Implement topological sort and tree boundary traversal

You are given two separate coding tasks. ## Problem A — Order courses with prerequisites You have `n` courses labeled `0..n-1` and a list of prerequisite pairs `prerequisites`, where each pair `[a, b]` means **to take course `a`, you must first take course `b`**. **Task:** Return **any valid ordering** of all courses that satisfies prerequisites. If it is impossible (because of a cycle), return an **empty list**. **Input:** - `n` (integer) - `prerequisites` (list of pairs) **Output:** - A list of length `n` representing a valid order, or `[]` if no order exists. **Constraints (typical):** - `1 ≤ n ≤ 10^5` - `0 ≤ len(prerequisites) ≤ 2*10^5` **Notes:** - Implement the algorithm yourself (e.g., topological sort). - Be prepared to write a few basic tests (e.g., cycle case, disconnected graph). --- ## Problem B — Boundary traversal of a (complete/balanced) binary tree You are given the root of a binary tree.

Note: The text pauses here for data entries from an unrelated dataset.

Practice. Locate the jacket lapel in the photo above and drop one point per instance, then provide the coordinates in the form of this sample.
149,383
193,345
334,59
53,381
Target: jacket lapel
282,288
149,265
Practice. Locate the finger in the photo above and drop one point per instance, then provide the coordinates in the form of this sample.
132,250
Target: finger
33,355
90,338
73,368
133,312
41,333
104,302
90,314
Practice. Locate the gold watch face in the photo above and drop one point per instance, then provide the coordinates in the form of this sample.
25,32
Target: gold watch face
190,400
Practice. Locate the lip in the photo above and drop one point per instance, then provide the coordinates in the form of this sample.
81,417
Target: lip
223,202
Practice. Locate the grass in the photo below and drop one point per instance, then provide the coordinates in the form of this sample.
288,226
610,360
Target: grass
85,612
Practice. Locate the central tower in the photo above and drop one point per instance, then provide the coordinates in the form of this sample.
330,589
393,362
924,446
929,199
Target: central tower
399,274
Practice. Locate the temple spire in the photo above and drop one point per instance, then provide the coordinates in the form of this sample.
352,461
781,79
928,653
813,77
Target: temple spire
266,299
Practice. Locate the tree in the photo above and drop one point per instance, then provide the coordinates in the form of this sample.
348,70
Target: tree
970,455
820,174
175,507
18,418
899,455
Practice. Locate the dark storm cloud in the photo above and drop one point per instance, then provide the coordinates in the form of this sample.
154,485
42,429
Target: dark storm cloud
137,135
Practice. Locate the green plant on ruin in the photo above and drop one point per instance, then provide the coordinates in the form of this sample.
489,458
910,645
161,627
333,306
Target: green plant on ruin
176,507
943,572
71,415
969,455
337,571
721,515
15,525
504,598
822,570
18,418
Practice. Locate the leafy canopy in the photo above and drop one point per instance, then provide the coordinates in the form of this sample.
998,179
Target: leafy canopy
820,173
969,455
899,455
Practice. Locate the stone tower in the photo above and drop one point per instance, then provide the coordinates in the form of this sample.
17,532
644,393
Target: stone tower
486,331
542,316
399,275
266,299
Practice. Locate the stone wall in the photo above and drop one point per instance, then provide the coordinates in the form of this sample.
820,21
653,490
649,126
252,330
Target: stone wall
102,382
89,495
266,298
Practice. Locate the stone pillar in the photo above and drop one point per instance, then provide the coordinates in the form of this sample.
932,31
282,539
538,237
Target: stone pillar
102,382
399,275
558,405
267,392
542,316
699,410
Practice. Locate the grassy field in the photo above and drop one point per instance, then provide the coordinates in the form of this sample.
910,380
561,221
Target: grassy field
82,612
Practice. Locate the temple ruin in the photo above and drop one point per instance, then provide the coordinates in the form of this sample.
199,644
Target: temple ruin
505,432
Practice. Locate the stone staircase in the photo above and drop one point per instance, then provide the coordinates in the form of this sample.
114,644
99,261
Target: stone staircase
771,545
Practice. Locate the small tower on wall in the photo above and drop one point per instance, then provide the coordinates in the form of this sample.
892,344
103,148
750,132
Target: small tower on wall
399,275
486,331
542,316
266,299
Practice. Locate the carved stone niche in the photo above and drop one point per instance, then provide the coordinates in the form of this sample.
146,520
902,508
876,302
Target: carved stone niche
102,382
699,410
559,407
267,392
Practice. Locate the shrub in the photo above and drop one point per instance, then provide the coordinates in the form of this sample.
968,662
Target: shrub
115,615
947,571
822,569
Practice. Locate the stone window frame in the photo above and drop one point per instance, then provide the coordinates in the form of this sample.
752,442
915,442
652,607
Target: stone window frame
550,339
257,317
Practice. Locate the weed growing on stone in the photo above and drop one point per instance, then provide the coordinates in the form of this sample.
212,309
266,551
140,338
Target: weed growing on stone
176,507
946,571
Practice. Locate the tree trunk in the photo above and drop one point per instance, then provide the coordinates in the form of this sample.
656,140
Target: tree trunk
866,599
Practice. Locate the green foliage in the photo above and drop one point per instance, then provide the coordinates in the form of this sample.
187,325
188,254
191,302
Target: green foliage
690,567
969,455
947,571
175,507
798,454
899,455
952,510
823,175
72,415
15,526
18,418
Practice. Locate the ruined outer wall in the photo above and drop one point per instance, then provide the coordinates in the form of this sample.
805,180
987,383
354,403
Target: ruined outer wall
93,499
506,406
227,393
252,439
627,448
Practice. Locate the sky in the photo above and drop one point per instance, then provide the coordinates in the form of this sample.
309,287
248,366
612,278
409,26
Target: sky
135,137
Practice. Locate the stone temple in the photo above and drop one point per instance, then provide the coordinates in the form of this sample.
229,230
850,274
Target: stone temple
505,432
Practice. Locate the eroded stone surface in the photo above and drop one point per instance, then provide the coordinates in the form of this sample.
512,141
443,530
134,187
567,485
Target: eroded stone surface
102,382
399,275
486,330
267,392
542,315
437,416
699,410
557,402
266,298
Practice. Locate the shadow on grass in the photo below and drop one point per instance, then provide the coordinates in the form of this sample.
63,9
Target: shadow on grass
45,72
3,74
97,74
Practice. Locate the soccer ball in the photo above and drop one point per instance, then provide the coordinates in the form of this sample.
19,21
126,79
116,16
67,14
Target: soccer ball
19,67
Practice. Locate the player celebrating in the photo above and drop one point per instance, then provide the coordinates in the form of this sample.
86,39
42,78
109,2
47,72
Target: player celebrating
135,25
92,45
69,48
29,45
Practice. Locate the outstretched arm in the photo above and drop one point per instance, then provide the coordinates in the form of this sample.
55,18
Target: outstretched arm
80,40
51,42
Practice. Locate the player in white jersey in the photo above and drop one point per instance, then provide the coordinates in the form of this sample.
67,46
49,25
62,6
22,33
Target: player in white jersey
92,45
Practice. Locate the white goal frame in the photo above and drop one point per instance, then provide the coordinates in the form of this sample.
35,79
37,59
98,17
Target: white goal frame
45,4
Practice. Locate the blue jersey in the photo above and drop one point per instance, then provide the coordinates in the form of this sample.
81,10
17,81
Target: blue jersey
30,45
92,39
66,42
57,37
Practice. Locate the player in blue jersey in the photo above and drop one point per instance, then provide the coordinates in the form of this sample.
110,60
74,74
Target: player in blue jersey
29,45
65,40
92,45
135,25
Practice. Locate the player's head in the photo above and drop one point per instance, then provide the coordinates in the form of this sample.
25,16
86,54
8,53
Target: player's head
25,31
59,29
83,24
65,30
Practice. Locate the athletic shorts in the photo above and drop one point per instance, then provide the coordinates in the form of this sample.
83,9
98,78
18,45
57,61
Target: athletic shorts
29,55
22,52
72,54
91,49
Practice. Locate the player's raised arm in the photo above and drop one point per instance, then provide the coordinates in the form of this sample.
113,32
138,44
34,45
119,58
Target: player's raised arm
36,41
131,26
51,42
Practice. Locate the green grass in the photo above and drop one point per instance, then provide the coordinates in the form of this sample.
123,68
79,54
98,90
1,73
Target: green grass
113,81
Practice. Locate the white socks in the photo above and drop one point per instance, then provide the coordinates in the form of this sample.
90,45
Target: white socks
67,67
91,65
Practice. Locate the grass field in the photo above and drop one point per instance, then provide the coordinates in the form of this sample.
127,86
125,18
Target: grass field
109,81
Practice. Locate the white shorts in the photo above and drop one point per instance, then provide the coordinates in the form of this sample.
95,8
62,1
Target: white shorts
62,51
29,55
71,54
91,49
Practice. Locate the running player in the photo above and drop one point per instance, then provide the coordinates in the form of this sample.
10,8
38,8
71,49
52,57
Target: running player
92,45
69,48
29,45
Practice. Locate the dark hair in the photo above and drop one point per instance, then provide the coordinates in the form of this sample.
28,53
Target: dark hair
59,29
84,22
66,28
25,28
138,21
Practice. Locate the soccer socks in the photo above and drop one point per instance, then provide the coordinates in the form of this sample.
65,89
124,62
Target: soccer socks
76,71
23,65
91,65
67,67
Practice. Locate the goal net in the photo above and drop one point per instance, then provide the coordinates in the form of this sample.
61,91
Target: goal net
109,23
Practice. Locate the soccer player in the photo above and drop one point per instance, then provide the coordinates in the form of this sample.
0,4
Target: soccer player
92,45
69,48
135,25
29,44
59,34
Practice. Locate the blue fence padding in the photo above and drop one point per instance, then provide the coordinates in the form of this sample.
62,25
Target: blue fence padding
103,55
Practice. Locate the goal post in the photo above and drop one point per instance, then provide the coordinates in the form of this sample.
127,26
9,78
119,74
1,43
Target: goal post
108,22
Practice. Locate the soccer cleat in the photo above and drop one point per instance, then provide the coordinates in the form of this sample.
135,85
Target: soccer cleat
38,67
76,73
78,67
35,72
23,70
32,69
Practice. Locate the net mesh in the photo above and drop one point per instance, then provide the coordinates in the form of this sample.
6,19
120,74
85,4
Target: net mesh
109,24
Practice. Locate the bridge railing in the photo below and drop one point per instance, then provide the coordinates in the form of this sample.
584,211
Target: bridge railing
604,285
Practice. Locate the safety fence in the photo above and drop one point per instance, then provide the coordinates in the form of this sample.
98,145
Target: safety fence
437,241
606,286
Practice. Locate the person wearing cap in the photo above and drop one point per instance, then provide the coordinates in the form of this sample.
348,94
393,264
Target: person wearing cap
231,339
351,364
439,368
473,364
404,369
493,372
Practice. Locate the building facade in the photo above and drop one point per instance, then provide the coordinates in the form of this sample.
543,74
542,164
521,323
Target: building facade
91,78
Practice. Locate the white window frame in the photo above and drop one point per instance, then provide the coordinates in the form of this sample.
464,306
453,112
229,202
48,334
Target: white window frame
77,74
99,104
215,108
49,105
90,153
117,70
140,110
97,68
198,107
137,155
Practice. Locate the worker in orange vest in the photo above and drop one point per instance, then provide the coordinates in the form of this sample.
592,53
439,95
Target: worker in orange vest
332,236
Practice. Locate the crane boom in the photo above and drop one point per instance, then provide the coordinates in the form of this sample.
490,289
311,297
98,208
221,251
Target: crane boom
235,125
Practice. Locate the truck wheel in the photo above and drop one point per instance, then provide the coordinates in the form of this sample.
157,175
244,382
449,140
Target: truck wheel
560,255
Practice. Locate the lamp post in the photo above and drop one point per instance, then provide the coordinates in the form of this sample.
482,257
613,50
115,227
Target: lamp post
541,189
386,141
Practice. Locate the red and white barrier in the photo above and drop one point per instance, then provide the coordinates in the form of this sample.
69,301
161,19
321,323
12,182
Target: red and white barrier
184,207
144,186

The tree is guaranteed to be **complete and balanced** (interview variant constraint), but your solution may work for any binary tree. Define the **boundary** of the tree in **anti-clockwise** order as: 1. The **root** (once). 2. The **left boundary** (excluding leaves): from `root.left` going downward, always taking the next boundary node. 3. All **leaf nodes** from left to right. 4. The **right boundary** (excluding leaves): from `root.right` going downward, collected top-down but output **bottom-up**. **Task:** Return a list of node values in boundary order, with **no duplicates**. **Input:** - `root` of a binary tree **Output:** - List of integers representing the boundary traversal. **Edge cases to consider:** - Single-node tree - Root has only one child - Trees where left/right boundary paths include missing children (even if the interview variant says complete) **Complexity target:** - Time `O(N)`, space `O(H)` (recursion) or `O(N)` worst case depending on implementation.